The deal worked, although Caesar's 'commentaries' never said a word about it. Previously, Caesar had even been thinking of a campaign in eastern Europe (Dacia) up to the Danube, but when his command 'beyond the Alps' was sure to be prolonged, he sought new fields in the north-west in which to exploit it. In 56 it was quite likely that he had already been planning an invasion of Britain' and he certainly engaged in a gratuitous slaughter of two vulnerable German tribes. On receiving the news in Rome, Cato was so disgusted that he proposed that Caesar, by ancient precedent, should be handed over to the Germans in order to divert the anger of the gods from Rome. Instead, Caesar transferred himself to Britain, briefly in 55 and again in 54, when he took an elephant with him for show. Neither campaign was much of a success. The hopes of finding gold and precious metals in Britain were ill-founded and the effect was more of a raid than a solid conquest.
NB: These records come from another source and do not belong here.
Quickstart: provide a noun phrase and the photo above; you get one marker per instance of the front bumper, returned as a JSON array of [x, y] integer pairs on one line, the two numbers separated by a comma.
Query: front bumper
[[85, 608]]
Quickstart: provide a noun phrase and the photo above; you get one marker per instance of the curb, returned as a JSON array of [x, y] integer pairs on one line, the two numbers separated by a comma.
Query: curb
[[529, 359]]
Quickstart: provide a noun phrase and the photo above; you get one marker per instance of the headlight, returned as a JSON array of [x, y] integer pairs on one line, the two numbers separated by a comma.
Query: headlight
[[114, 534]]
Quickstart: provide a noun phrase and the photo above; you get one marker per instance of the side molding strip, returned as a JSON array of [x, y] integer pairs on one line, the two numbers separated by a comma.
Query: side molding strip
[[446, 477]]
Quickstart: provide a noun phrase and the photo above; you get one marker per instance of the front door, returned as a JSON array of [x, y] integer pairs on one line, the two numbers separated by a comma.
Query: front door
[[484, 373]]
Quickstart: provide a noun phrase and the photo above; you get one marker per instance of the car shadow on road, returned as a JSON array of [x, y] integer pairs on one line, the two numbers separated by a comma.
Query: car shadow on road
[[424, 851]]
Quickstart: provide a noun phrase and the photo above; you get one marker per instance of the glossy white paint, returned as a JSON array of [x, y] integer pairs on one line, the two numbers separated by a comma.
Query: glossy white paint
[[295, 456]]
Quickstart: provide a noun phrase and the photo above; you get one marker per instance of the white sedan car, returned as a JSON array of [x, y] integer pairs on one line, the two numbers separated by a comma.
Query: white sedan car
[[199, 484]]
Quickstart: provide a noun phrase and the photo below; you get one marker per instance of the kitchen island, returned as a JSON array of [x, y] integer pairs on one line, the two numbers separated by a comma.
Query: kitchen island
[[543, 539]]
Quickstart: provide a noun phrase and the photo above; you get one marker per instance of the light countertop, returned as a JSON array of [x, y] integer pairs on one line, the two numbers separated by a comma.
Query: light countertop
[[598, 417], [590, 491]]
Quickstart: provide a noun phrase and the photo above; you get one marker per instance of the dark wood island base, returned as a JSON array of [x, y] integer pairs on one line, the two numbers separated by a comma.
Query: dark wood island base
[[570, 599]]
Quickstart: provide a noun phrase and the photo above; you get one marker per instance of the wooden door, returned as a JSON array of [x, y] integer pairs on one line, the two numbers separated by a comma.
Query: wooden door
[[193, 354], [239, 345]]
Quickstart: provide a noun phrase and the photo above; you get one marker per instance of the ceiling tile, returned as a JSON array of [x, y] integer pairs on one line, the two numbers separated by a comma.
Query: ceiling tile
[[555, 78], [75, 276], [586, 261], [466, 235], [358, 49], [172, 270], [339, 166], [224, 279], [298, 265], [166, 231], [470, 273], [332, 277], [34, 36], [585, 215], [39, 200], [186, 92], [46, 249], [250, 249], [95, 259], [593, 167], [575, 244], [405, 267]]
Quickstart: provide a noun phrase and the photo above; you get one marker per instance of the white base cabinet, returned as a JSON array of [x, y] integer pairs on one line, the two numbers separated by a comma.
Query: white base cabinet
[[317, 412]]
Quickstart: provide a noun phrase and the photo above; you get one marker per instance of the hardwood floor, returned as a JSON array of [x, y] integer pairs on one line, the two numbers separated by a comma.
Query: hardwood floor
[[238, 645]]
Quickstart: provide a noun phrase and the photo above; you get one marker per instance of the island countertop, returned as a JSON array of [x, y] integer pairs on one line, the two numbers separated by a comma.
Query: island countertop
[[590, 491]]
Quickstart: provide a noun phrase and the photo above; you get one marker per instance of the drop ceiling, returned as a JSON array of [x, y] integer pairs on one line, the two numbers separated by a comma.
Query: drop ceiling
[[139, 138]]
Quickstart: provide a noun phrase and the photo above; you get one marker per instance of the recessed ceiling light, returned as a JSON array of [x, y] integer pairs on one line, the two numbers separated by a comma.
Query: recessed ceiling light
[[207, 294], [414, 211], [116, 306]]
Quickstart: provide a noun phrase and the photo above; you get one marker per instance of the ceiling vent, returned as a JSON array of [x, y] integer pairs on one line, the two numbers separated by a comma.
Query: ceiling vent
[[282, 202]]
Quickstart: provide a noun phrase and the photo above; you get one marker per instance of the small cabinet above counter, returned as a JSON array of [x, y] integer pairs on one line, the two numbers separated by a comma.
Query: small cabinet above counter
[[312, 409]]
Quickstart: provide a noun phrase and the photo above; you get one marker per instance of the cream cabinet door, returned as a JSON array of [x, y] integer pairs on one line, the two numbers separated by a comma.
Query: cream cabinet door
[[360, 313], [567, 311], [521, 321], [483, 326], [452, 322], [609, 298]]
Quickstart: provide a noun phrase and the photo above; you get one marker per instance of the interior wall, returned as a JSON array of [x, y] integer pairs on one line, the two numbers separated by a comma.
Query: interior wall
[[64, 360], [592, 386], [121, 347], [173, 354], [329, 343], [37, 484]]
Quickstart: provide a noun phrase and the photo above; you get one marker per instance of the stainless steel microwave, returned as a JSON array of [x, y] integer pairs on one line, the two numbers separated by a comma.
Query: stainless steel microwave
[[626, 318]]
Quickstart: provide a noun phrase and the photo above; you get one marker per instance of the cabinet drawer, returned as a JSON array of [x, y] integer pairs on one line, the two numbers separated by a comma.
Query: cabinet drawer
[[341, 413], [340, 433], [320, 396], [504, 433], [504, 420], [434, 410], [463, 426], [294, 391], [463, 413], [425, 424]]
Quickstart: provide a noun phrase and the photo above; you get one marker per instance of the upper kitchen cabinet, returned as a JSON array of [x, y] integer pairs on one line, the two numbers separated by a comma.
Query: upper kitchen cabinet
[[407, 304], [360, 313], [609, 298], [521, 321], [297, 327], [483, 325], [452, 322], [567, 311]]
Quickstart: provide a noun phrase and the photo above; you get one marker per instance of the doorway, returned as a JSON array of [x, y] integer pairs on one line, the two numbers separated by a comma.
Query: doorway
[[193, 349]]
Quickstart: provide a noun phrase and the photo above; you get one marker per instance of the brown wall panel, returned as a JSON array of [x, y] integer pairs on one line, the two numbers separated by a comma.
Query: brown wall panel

But the publicity was excellent: Britain was represented as 'beyond the Ocean' which had limited the ambitions of Alexander the Great. Back in Rome, Cicero had even been planning to write an epic poem on the 'glorious conquest', based on front-line reports from his brother. The news about Britain helped to stave off the danger that Caesar's enemy Ahenobarbus would contrive to replace him in the Gallic command after the consulship which would now be available to Ahenobarbus in 54.